The Danish government’s plan to extend maturities on one-year mortgage bonds if refinancing auctions fail will prevent a potential scenario resembling a run on banks, central bank Governor Lars Rohde said.
The proposal presents “a credible resolution model,” the governor said in the central bank’s biannual financial stability report published today in Copenhagen.
The government last month presented its latest draft proposal that will extend maturities on one-year bonds by 12 months at a time if refinancing auctions fail or if rates rise more than 5 percentage points between auctions. The government plans to extend the feature to other short-term covered bonds to protect an economy that’s dwarfed by the nation’s $530 billion mortgage market.

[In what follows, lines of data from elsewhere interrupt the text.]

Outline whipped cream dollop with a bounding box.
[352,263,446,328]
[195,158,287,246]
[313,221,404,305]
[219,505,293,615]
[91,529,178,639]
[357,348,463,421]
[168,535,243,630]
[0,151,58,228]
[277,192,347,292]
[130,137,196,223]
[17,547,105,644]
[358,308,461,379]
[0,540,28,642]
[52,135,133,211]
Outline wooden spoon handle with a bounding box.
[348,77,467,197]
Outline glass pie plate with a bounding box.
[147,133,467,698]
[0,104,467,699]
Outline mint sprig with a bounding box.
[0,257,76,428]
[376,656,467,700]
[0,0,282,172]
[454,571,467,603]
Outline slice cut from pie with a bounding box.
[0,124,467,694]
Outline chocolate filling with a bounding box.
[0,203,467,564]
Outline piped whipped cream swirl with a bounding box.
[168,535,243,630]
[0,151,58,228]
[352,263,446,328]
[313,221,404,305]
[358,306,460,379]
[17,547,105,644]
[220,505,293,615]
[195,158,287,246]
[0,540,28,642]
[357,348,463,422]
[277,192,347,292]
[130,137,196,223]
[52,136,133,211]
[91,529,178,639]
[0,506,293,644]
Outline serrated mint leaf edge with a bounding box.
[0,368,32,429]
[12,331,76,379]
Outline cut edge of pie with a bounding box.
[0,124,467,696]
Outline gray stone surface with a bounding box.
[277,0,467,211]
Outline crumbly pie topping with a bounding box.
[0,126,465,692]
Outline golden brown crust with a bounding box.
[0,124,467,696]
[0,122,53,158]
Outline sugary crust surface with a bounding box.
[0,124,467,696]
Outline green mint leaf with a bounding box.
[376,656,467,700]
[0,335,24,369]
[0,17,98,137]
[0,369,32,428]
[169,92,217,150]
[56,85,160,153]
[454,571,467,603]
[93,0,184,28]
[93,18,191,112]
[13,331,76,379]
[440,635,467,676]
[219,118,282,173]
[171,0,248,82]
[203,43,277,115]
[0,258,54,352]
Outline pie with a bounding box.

“The immense popularity of mortgage-credit loans that have not been pre-financed has led to a potential refinancing risk for the mortgage banks,” Rohde said. “Mortgage banks have a continuous need for refinancing in the market, and they might experience a situation resembling a ’run’ on a bank. It’s very unlikely that this will happen, but the consequences could be enormous.”
The central bank also said the country’s banks are generally resilient to “severe macroeconomic shocks” after they have built their capital levels since 2008.
“It’s important that the banks maintain sound excess capital adequacy,” the central bank said.
The central bank’s stress test showed that the country’s biggest banks, which include Danske Bank A/S, Jyske Bank A/S, Sydbank A/S and Nordea Bank AB’s Danish unit, comply with capital requirements for systemically important financial institutions in all scenarios and that their Common Equity Tier 1 capital remains above 8 percent.
In a separate report, the central bank raised its gross domestic product forecast for this year to 0.4 percent growth compared with 0.3 percent in a Sept. 18 forecast. The bank lowered its 2014 GDP growth forecast to 1.5 percent from 1.6 percent and reduced its 2015 estimate to 1.6 percent from 1.7 percent.
The deficit will be 0.4 percent of GDP this year, improving from a previous forecast of 1.5 percent, helped by higher-than-expected government revenue. The gap will be 1.6 percent next year, also a reduction from the central bank’s previous estimate of 2 percent, according to the report.
Danish house prices are rising and “should be monitored closely to ensure that the expected upswing is sustainable and that imbalances do not build up in the economy,” Rohde said.